Kalekoy from the Castle in Kekova
Kekova, on the southern coast of Turkey, is an area rich with ruins of ancient civilizations and is a true yacht charter itinerary highlight on a crewed yacht charter along the southern coast of Turkey. Visiting Kekova Island and the Kekova area offers the very essence of a crewed yacht charter experience when cruising along the southern coast of Turkey for here you are able to see the remnants of the ancient civilizations up front and personal; walk on the ancient stairways carved into the shoreline, walk on beaches with ancient ruins, and snorkel over sunken harbor ruins, all while enjoying the beautiful crystal clear blue green waters and various anchorages of Kekova and Kekova Island on a crewed yacht charter along the southern coast of Turkey.
Kekova area – Lycian Sarcophogi close up
Kekova Island sits just off of the mainland creating a bay between the island and the mainland and the bay is home to numerous islets. Kekova Island and the islets are thought to have been created in the 2nd century AD, when earthquakes dropped much of the land between the remaining mainland and Kekova Island into the sea, submerging whole settled areas. The new islets and Kekova Island were rebuilt after the earthquakes, over and around the ruins remaining and the area flourished once again until the Arab invasions in the 7th century AD. Traveling by boat became the best way to link the new settled land areas together and remains the best way today, with this ancient area best explored by sea from your charter yacht or charter yacht tender.

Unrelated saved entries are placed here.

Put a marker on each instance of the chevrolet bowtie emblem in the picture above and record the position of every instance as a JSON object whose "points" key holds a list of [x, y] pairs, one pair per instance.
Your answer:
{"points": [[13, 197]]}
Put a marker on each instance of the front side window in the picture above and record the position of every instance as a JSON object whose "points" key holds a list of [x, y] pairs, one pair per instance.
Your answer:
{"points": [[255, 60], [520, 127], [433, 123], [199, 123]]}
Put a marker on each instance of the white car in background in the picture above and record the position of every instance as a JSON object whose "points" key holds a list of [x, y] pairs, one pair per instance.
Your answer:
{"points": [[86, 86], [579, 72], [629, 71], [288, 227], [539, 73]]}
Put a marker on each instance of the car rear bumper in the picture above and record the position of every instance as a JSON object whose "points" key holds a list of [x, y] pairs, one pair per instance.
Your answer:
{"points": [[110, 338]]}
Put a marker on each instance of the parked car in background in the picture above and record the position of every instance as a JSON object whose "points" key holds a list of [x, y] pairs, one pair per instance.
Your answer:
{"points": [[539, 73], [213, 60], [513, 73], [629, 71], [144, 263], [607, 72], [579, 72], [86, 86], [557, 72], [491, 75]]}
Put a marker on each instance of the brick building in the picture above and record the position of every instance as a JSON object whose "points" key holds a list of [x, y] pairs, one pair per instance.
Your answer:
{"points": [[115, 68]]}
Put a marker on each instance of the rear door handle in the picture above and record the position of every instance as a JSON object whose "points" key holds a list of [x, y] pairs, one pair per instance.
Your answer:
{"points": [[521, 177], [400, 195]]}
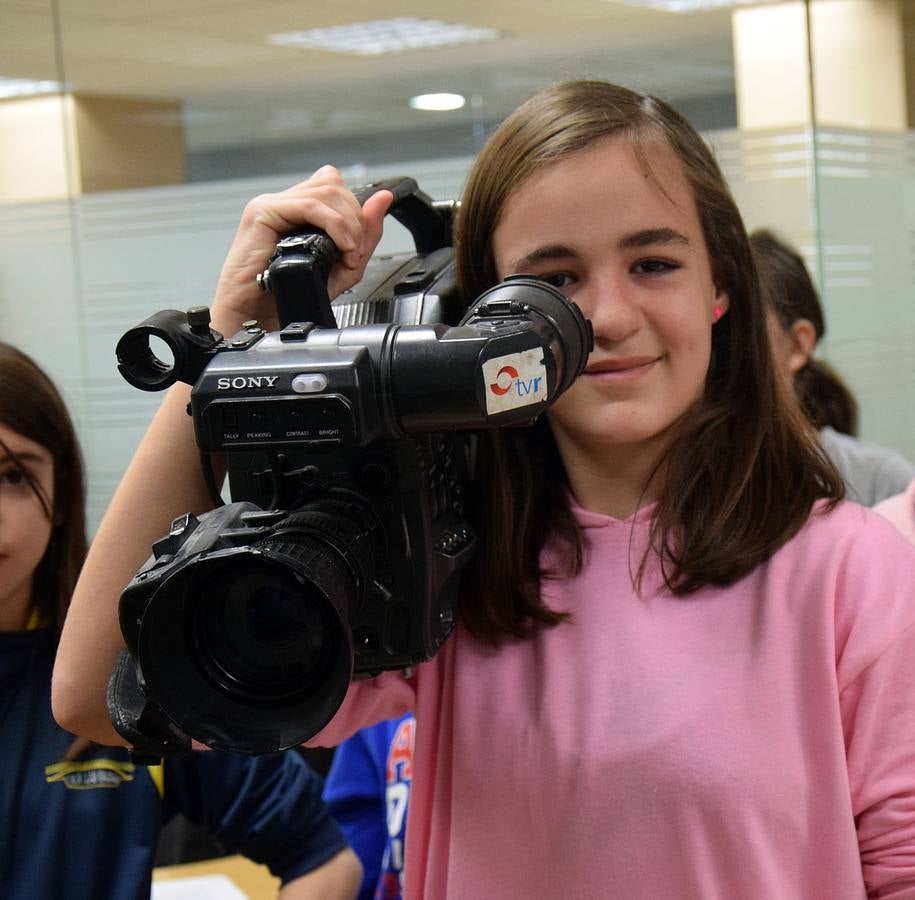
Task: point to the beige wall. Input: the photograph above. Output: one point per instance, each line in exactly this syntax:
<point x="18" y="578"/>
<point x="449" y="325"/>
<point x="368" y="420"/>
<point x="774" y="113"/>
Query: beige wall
<point x="858" y="52"/>
<point x="58" y="146"/>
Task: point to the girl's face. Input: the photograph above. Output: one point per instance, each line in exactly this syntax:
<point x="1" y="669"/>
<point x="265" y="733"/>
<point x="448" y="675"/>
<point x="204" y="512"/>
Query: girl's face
<point x="25" y="528"/>
<point x="634" y="259"/>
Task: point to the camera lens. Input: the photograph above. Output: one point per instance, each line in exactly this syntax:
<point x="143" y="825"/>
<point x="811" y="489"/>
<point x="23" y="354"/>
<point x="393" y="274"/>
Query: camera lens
<point x="265" y="636"/>
<point x="249" y="648"/>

Anchor and visit Tersane Bay on Kekova Island by ship’s tender and see the now collapsed apse of a Byzantine church littering the beach, while on either side, ruins of ancient buildings tumble into the surrounding waters. Back walls of buildings were carved into the soft limestone rock of the island and surrounding areas, with the other three walls built of stone on stone foundations radiating out of the carved back walls. Most of the once harbor front foundations are under water today. This was an extensively settled area and there are many of these carved back walls to be seen in the rocky landscape right along the shore today. And there are many rock foundations to be seen in the waters below from the ship’s tender or, if allowed, to be seen by swimming in the refreshing waters and snorkeling over the remnants of these ancient civilizations.
Kekova – Kalekoy Harbor
Throughout this area, the inland side of Kekova Island is where the largest amount of the ancient ruins can be seen today. Cruise down the length of the inland side of Kekova Island from one end to the other to grasp the extent of this ancient settlement. This area is believed to originally have been part of the ancient town of Dochiste, which was destroyed during the earthquakes, and subsequently over the next centuries settlements were rebuilt on remaining bits of land and the mainland. Use the hull of the ship’s tender to fan over the water’s surface to create a “window” for a look at the foundation ruins below for a glimpse of the remains of the ancient harbor front, quays, and mooring stones, for this is an area where the submerged antiquities are protected from swimmers and snorkelers. Look closely and you may see terra cotta shards of amphorae’s, roofing tiles, and sewer and water pipes, all bits of everyday living left behind from life in these ancient cities.
Kekova- Kalekoy Castle Walls
The remains of what was thought to be Teimiussa is to the east of Ucagiz today in the Kekova area along the mainland side of the bay. The most extraordinary remnants of this city now are a large cluster of Lycian style sarcophagi that are grouped together along the shoreline on a bit of land sloping away from the water. Many of the sarcophagi bear Hellenistic and Roman dates, suggesting once again that while different rulers conquered this area through the centuries, that aspects of the Lycian culture were continued to have been honored.
Kekova Island from Kalekoy Castle
Across the bay, Kalekoy sits on the ancient ruins of Simena on a small islet capped by the remains of a fortress with crenellated walls. Right in the small village harbor a Lycian style sarcophagus peaks up through the water’s surface creating a lovely and unique photo opportunity. Go ashore in Kalekoy and hike up to the fortress. Close by are the remains of a Roman bath and up next to the entrance of the fortress are the remains of a temple and stoa. The jewel of the area lies inside the fortress; a tiny amphitheater carved into the hillside that seated only 300 people around which the fortress was built. The tiny size of the amphitheater suggests that ancient Simena was a small village. Also inside the fortress are several Lycian temple cliff side tombs. And from inside the fortress is a terrific view of Kekova Bay, Kekova Island and the surrounding area.
Several days can be easily spent in this area while on a crewed yacht charter. And a crewed yacht charter is probably the best way to truly see and enjoy this fantastic area with centuries of ruins from a vast number of civilizations jumbled on top of one another on land, and strewn across the bottom under the water of Kekova Bay. The blend of centuries of history with various important civilizations so evident, the uniqueness of submerged ruins in crystal clear beautiful waters, and extensive landside ruins everywhere creates a truly extraordinary area to visit while on a crewed yacht charter on the southern coast of Turkey.